The purpose of business insurance is to provide healthcare for your employees and yourself. This sounds easy enough. However, it’s not as simple as it might seem.
The United States has a complex web of insurance companies, plans and laws that affect health care. Geography can often determine a business’ willingness to offer health insurance coverage to its employees. A company’s health policy may be affected by laws in other states. A U.S. Department of Health and Human Services survey found that 67% of employees are covered by an employer-sponsored healthcare plan. It is possible to put this in perspective by saying that, if a highly-skilled worker gets three job offers, it is more likely than not that at least two will include health insurance. You don’t need a brain surgeon or a psychologist to figure out who they would like to interview.

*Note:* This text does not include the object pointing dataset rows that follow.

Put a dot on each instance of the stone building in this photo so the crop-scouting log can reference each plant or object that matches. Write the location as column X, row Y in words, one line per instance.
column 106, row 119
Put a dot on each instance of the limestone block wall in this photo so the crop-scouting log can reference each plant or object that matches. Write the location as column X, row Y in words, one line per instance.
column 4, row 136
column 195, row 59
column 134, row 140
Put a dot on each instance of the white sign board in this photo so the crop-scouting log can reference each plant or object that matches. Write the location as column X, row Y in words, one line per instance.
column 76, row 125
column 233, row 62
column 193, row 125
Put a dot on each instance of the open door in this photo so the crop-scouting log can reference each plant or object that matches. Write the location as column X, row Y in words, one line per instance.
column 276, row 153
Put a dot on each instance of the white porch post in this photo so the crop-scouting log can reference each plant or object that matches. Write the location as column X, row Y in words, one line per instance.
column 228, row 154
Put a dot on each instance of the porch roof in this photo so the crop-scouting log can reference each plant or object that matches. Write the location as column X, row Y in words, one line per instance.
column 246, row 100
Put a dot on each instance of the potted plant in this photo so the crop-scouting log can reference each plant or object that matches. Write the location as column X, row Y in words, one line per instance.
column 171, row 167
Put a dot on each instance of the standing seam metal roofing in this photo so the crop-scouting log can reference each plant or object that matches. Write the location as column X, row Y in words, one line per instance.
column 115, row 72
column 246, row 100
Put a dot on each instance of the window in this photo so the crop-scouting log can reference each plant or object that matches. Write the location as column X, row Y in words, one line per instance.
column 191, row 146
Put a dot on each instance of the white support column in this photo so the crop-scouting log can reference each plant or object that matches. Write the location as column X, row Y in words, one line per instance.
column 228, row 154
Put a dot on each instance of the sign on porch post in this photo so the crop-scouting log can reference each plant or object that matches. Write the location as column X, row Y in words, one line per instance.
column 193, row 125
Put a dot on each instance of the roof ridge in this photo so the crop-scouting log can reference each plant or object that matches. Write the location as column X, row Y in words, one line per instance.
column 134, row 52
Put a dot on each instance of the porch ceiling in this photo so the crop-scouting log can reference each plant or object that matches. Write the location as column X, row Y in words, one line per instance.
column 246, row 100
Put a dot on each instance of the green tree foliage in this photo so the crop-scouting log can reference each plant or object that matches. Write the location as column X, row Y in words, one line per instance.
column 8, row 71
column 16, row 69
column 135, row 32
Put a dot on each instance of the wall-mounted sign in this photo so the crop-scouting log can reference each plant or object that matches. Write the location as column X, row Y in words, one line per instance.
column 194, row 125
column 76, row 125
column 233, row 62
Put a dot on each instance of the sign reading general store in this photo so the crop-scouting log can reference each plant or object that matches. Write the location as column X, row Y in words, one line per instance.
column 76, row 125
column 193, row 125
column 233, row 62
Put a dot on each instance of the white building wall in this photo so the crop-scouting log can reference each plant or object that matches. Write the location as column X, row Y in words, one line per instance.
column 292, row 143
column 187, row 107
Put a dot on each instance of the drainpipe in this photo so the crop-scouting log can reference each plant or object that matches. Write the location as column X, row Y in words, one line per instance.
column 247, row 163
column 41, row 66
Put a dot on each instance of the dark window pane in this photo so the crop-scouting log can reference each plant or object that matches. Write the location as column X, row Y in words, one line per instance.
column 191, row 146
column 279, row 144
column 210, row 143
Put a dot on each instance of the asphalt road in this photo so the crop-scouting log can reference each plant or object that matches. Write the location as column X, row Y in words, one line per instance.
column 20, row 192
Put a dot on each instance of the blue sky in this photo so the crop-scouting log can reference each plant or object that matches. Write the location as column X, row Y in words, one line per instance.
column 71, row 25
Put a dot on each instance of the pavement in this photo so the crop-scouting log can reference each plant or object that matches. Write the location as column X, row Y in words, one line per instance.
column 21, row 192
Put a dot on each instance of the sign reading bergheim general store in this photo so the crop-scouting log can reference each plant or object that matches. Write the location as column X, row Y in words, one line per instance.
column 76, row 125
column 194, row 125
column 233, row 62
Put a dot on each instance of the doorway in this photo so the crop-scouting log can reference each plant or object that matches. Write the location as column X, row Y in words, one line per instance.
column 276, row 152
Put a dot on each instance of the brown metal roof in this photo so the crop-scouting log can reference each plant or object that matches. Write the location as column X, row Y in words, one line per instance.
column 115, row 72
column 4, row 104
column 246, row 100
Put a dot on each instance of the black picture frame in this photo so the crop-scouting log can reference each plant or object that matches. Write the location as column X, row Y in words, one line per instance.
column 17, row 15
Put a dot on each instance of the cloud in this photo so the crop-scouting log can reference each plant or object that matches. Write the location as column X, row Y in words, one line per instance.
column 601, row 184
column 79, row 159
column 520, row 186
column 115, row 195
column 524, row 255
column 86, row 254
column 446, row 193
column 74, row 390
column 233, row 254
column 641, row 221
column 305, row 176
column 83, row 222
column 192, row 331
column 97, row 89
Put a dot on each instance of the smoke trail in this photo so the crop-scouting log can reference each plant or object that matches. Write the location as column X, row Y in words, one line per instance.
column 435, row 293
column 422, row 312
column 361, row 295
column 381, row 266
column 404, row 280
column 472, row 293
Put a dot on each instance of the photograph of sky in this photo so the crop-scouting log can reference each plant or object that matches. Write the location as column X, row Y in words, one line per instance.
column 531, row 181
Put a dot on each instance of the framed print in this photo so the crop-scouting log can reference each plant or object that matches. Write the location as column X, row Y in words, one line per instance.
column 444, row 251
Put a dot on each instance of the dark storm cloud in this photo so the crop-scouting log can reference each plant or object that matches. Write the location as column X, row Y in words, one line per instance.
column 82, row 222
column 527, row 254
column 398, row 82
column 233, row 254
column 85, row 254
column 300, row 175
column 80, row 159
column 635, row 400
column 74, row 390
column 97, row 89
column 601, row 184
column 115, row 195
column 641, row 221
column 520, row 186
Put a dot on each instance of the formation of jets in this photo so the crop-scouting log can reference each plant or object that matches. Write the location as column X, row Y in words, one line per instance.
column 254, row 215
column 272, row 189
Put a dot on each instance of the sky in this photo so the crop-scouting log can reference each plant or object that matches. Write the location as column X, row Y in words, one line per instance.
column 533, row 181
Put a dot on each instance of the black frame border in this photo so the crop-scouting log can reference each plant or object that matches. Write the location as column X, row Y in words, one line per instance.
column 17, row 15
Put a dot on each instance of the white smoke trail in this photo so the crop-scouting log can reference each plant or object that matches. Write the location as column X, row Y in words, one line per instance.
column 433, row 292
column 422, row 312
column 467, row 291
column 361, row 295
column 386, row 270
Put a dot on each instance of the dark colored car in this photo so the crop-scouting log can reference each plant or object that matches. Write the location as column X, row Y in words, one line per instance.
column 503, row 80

There are four types of health insurance available:
1. Medicare and Medicaid are two types of insurance that the government supports for those over 65 years old or who have advanced renal disease. There are many companies that have employees over 65 who are looking for additional insurance coverage because of the increasing age of their workforce. Medicaid, a type of government insurance, is available to those who are very poor or disabled. Certain states have become very strict about employers who completely rely upon this type of insurance to cover low-wage workers.
2. Traditional or indemnity insurance: This traditional type of insurance is usually offered by an insurer for a fee. This allows the insured person/persons the freedom to choose their own health provider and has the cost of any medical bills borne by them covered by the insurer. This type of insurance was most commonly used about 20 years ago. This type of coverage is no longer an option unless you have a large company.
3. HMOs are Health Maintenance Organizations. An HMO is a group of hospitals, doctors and other care providers who have agreed to lower rates with their insurers in order to provide medical care. HMOs, which are plans that cover individuals with a particular type of insurance, use a primary care doctor to coordinate the care. This plan does not allow for the insured to choose from a wider range of doctors, hospitals or services than those covered by the HMO. However, the PCP may approve that the person can be referred to another specialist. The scale and management of care means that premiums for this scheme are lower.
4. Preferred Provider Organizations (or PPOs): Although they are similar in many ways, HMOs and PPOs are more restrictive. An HMO may allow you to choose from two or three hospitals, depending on the plan. A PPO will identify hospitals and doctors that are part of a specific network. A PCP will be assigned to the insured, but all care must be provided within this framework. The insured will be responsible for paying all or most of the costs if any of the care is provided outside the network. These plans offer lower premiums but also allow you to choose from a wide range of health care options. A local PPO plan can be a great option if you live in an area that has excellent health care facilities.
While most plans may have variations, the majority of them will be the same.